Stone-throwing Haitian protesters, on Sunday, demand the annulment of elections held a week ago.

The protesters clash with riot police next to the damaged presidential palace in the capital.

The police respond with tear gas, causing the demonstrators to scatter and blow stinging gas clouds over a large camp homeless in front of the palace in Port-au-Prince - survivors from the January 12 earthquake.

Between 700 and 1,000 protesters stage their second march in 3 days in Port-au-Prince.

The demanded cancellation of the troubled November 28 elections, in which a group of presidential candidates denounced (quote), "massive fraud."

Some of the opposition candidates, including Charles Henri Baker and Jean-Henry Ceant, lead protesters from the relatively well-off area of Petionville to the poorer zone of Delmas.

The demonstration stared with around 300 people, swelling to roughly 700 as it developed.

Dozens of national police officers wearing riot gear patrolled the march route with no sign of MINUSTAH forces.

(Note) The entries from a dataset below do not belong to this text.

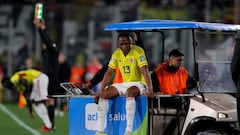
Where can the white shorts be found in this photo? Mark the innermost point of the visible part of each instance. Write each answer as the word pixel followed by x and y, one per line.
pixel 122 87
pixel 40 88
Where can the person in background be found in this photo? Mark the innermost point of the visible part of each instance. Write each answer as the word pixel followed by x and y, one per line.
pixel 50 54
pixel 78 70
pixel 92 68
pixel 64 73
pixel 33 84
pixel 170 77
pixel 133 66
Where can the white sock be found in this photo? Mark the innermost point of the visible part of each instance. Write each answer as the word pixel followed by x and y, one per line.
pixel 130 112
pixel 41 110
pixel 102 112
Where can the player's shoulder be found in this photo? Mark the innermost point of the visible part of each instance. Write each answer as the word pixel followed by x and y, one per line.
pixel 137 49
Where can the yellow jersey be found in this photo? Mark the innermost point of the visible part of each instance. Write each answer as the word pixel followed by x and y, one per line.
pixel 129 65
pixel 29 75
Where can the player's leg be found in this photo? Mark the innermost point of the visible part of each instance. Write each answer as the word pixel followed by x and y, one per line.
pixel 103 107
pixel 131 93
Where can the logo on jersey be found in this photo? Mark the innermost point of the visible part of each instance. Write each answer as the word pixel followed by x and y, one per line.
pixel 131 60
pixel 142 58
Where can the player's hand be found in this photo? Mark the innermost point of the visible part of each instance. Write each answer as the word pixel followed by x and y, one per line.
pixel 31 115
pixel 39 24
pixel 150 94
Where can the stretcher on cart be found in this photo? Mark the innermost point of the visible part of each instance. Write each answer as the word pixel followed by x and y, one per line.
pixel 76 88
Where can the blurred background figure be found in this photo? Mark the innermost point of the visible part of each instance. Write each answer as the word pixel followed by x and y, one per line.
pixel 50 54
pixel 64 73
pixel 78 69
pixel 93 66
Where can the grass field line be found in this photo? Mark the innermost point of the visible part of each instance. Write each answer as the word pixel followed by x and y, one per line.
pixel 17 120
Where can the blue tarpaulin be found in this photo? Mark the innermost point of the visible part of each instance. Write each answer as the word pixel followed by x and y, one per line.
pixel 170 24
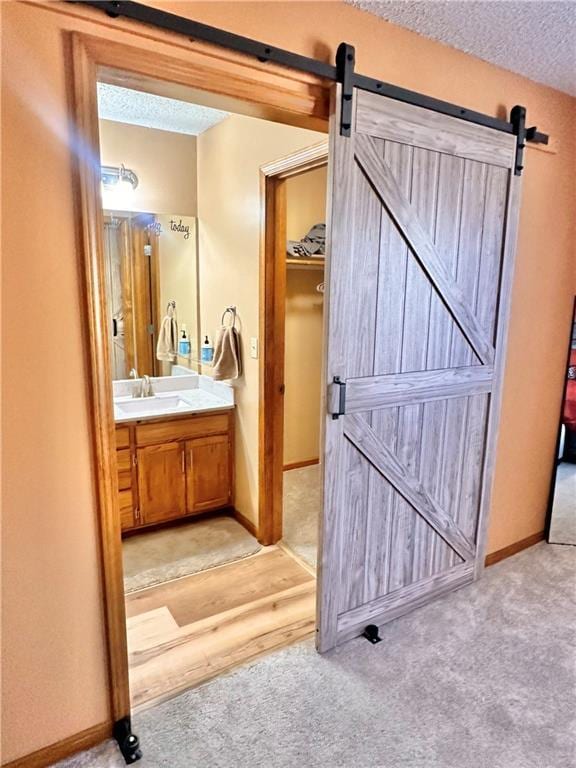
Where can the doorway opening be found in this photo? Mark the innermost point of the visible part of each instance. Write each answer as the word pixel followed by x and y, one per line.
pixel 562 500
pixel 208 580
pixel 293 275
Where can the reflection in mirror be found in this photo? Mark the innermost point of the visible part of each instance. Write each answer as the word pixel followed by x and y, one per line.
pixel 151 270
pixel 563 494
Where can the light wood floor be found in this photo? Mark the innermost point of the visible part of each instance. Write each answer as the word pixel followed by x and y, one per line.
pixel 185 632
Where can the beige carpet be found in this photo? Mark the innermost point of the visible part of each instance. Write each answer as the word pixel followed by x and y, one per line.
pixel 301 511
pixel 563 524
pixel 158 556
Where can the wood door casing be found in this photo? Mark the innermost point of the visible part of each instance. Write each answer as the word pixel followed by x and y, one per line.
pixel 418 298
pixel 208 481
pixel 162 482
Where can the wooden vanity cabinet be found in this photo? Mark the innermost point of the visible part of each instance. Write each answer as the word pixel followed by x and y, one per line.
pixel 161 482
pixel 207 473
pixel 171 468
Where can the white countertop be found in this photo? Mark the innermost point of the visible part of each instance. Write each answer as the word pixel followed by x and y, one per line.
pixel 172 396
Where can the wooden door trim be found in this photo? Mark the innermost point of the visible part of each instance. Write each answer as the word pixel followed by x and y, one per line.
pixel 272 332
pixel 297 99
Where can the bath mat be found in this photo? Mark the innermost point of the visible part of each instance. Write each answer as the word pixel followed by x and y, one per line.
pixel 154 557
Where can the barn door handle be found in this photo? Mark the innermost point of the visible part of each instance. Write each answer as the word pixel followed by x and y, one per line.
pixel 337 397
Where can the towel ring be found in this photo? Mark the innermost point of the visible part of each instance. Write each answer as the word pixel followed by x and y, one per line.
pixel 232 311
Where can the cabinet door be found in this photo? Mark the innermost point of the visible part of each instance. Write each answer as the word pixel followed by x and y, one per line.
pixel 162 482
pixel 208 478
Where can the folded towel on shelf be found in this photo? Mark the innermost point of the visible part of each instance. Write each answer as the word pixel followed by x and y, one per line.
pixel 313 245
pixel 167 346
pixel 227 363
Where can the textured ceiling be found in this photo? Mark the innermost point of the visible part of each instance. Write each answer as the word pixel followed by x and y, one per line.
pixel 535 38
pixel 124 105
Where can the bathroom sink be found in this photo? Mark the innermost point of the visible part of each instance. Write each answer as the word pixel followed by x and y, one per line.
pixel 152 405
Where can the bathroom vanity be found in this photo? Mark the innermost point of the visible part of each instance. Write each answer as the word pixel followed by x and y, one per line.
pixel 175 454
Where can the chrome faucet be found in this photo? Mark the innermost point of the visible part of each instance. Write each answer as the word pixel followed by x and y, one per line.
pixel 146 390
pixel 142 385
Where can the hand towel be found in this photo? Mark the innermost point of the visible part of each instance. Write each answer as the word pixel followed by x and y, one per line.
pixel 227 363
pixel 167 346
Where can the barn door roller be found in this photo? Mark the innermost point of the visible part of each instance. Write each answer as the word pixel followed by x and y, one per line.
pixel 343 72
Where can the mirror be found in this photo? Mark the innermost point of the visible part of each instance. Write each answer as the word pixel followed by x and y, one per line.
pixel 563 491
pixel 151 265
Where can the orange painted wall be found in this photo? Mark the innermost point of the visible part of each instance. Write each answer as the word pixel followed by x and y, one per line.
pixel 54 670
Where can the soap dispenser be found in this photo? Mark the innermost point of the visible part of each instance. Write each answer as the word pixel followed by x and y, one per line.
pixel 184 345
pixel 207 350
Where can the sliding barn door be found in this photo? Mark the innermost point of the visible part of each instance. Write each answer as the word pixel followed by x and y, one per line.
pixel 423 209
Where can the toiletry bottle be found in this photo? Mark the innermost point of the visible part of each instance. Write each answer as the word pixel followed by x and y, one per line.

The protest remained peaceful, although some of the candidates leading the march were seen encouraging the energetic crowd to settle down.

As the marchers arrived at the Provisional Electoral Council headquarters in Delmas, police set up barricades, which the group quickly knocked down.

The United Nations peacekeeping mission in Haiti and international observers have cautiously endorsed the elections held a week ago and are calling for calm, ahead of the announcement of preliminary results expected on Tuesday.